The ETAPS project addresses six open questions of current research on semantics and pragmatics: 1) presupposition projection and the interaction of presupposition and implicature, 2) formal models of vagueness such as supervaluations and fuzzy logic and their interaction with sentence semantics, 3) the status of variables especially in the role of positions/indices in the light of sign language and gestural data, 4) question embedding across languages and the semantic properties of embedded questions, 5) indexicality and embedding, especially indexical shift across languages, and 6) quantificational adverbs and the borderline between determiner and adverbial quantification for example with proportional quantifiers such as "Die Vorstellung wurde von zwei Drittel Journalisten besucht" / "Ce film a été vu par deux tiers de journalistes".
In several of these areas members of the Paris team and the Berlin team have disagreed on the best analysis in the past: e.g. for presupposition projection Spector & Sudo (2015) advocate Strong Kleene semantics, but Mayr & Sauerland (2015, Proc. Amsterdam Colloq.) argue for noncontextual domain restrictions, for vagueness Egré and Sauerland debated competing models in the J. of Philos. Logic (Cobreros, Egré et al 2012, 2013, Alxatib, Pagin & Sauerland 2013). On all six topics, our debates have remained unresolved up to now because only new experimental evidence could decisively speak to them.

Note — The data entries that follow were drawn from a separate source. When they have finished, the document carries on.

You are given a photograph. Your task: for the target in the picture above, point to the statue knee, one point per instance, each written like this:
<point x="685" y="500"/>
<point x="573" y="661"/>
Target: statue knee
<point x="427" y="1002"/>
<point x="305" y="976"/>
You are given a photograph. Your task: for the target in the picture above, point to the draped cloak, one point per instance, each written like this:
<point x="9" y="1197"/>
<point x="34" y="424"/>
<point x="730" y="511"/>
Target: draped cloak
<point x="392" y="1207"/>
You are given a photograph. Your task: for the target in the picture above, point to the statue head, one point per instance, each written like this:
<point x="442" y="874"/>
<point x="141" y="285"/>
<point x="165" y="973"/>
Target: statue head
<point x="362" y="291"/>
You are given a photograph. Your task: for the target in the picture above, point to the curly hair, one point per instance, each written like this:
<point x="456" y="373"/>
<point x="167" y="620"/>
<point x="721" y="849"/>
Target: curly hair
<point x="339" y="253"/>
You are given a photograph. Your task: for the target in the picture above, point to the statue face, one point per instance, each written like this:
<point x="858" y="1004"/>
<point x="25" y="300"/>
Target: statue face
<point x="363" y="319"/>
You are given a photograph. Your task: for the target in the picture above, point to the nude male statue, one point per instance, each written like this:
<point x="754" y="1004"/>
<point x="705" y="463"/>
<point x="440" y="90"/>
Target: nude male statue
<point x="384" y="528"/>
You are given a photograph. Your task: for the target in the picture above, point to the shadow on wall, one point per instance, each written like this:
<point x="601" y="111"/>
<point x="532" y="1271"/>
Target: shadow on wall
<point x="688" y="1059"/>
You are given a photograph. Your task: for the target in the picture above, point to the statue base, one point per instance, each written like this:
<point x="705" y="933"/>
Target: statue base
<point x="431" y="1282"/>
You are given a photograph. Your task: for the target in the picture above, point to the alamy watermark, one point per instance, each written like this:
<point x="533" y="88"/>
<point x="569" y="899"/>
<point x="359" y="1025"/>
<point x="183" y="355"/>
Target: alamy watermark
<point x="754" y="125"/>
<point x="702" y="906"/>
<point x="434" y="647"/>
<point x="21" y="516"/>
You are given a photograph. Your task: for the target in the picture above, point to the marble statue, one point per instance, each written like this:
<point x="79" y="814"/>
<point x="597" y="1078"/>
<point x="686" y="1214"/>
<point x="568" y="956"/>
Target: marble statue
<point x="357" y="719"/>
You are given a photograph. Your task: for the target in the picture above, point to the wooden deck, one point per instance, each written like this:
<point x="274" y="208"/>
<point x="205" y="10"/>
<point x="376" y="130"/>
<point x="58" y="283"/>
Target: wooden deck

In the present project, we approach these six areas jointly in the spirit of an adversarial collaboration. In an adversarial collaboration ideally two researchers who hold opposing views jointly design and then carry out a study that would decide the critical issue to both researchers'satisfaction. Early stage researchers may also suggest additional topics of investigation based on their interest. The participants of the project split for part for the project into at least six workgroups each consisting of both established and early stage researchers from both countries. Each workgroup will take up a cutting edge and controversial issue within current semantic research, narrow down specific predictions of two opposing theoretical views, and design and carry out one or more experimental studies to resolve the debate, and then jointly publish the findings. In this way, we expect that the project will substantially help to advance the field of semantics/pragmatics with a set of high-quality contributions, and further establish the Paris and Berlin groups as leading centres in semantics and pragmatics research.